大家好,我是W
这个东西其实我早就想做了,但是一直找不到真题Word版,所以没做。今天室友提醒我淘宝可以买到,结果真就有了呗。OK那就搞吧!
资源地址
花了我两块钱大洋买了真题,我也藏私就给大家分享出来吧!大家完全可以下载来照着做,点击链接。
统一DOCX格式
Word文档有些是doc格式,有些是docx格式,为了能够统一读文档,我们需要把doc文档转为docx格式。这里使用的工具是pypiwin32,大家可以使用下面的命令行下载:
pip install pypiwin32
通过pypiwin32库可以把doc转为docx文件,然后使用python-docx对docx文件进行读取:
pip install python-docx
得到这两个库后就可以对文件进行格式转换:
import os
import win32com.client as wc
def read_word(base_path, file_name_list):
print(file_name_list)
for file_name in file_name_list:
word = wc.Dispatch('Word.Application')
print(base_path + file_name + ".doc")
doc = word.Documents.Open(base_path + file_name + ".doc")
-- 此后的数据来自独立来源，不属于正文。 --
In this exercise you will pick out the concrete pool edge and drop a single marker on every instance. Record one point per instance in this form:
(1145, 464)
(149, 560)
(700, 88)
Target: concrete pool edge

doc.SaveAs("D:/My_IDE/PyCharm/Project/python_basic/英语二词频分析/data/English_2_new/" + file_name + ".docx", 12,
False,
"", True, "", False, False, False, False)
doc.Close()
word.Quit()
if __name__ == '__main__':
base_path = "D:/My_IDE/PyCharm/Project/python_basic/英语二词频分析/data/English_2_origin/"
file_name_list = []
for file_name in os.listdir(base_path):
print(base_path + file_name)
if file_name.endswith(".doc"):
file_name_list.append(file_name.replace(".doc", ""))
read_word(base_path, file_name_list)
另外有一篇博客大家可以学习:python读取word文件
读取DOCX文件
使用python-docx读取文件:
from docx import Document
def read_DOCX(base_path, file_name):
document = Document(base_path + file_name)
full_text = ""
for paragraph in document.paragraphs:
# print(paragraph.text)
full_text += paragraph.text
return full_text
整体流程
这个main方法表示了整体的流程,因为是很简单的小工具,所以并没有对代码做过多的注释相信大家也能看懂:
if __name__ == '__main__':
base_path = "D:/My_IDE/PyCharm/Project/python_basic/英语二词频分析/data/English_2_new/"
file_name_list = os.listdir(base_path)
total_word_dict = {}
total_text = ""
exclude_list = read_exclude_text()
# 1' 读取文件
for file_name in file_name_list:
full_text = read_DOCX(base_path, file_name)
total_text += full_text
# 2' 分词
word_list = jb.cut(full_text)
for word in word_list:
if is_alphabet(word):
total_word_dict[word] = total_word_dict.get(word, 0) + 1
print(total_word_dict)
# 按频次排序
total_word_list = sorted(total_word_dict.items(), key=lambda x: x[1], reverse=True)
print(total_word_list)
for item in total_word_list:
# 找对应翻译
# 找不到接口批量翻译,可以尝试破解百度翻译的接口遍历实现
# 转字符串
if item[0] not in exclude_list:
item = str(item[0]) + " " + str(item[1])
with open("word_frequency.txt", 'a', encoding='utf-8') as f:
f.write(item + "\n")
# 3' 词云
draw_wordCloud(total_text)
对于中间涉及的小问题有几个需要讲的。
判断英文
因为文档里还是有一些标点符号和中文的出现,但是我们需要的是英文,所以需要一个方法来判断英文:
def is_alphabet(char):
if (char >= '\u0041' and char <= '\u005a') or (char >= '\u0061' and char <= '\u007a'):
return True
else:
return False
在使用jieba分词后,需要剔除一些简单的词汇
这里我选择把需要提出的词汇放入txt文件中,大家如果有需要可以自行按格式添加:
def read_exclude_text():
file_path = "./data/exclud_words.txt"
exclude_list = []
for line in open(file_path):
exclude_list.append(line.strip('\r\n'))
return exclude_list
若*item[0]*在exclude名单中则剔除:
if item[0] not in exclude_list:
item = str(item[0]) + " " + str(item[1])
exclude_words.txt格式如下:
the
to
of
a
and
in
that
is
A
词云和jieba都很简单
我给大家找两篇博客,或者大家阅读代码就能学会:
完整代码
把doc转为docx:
import os
import win32com.client as wc
def read_word(base_path, file_name_list):
print(file_name_list)
for file_name in file_name_list:
word = wc.Dispatch('Word.Application')
print(base_path + file_name + ".doc")
doc = word.Documents.Open(base_path + file_name + ".doc")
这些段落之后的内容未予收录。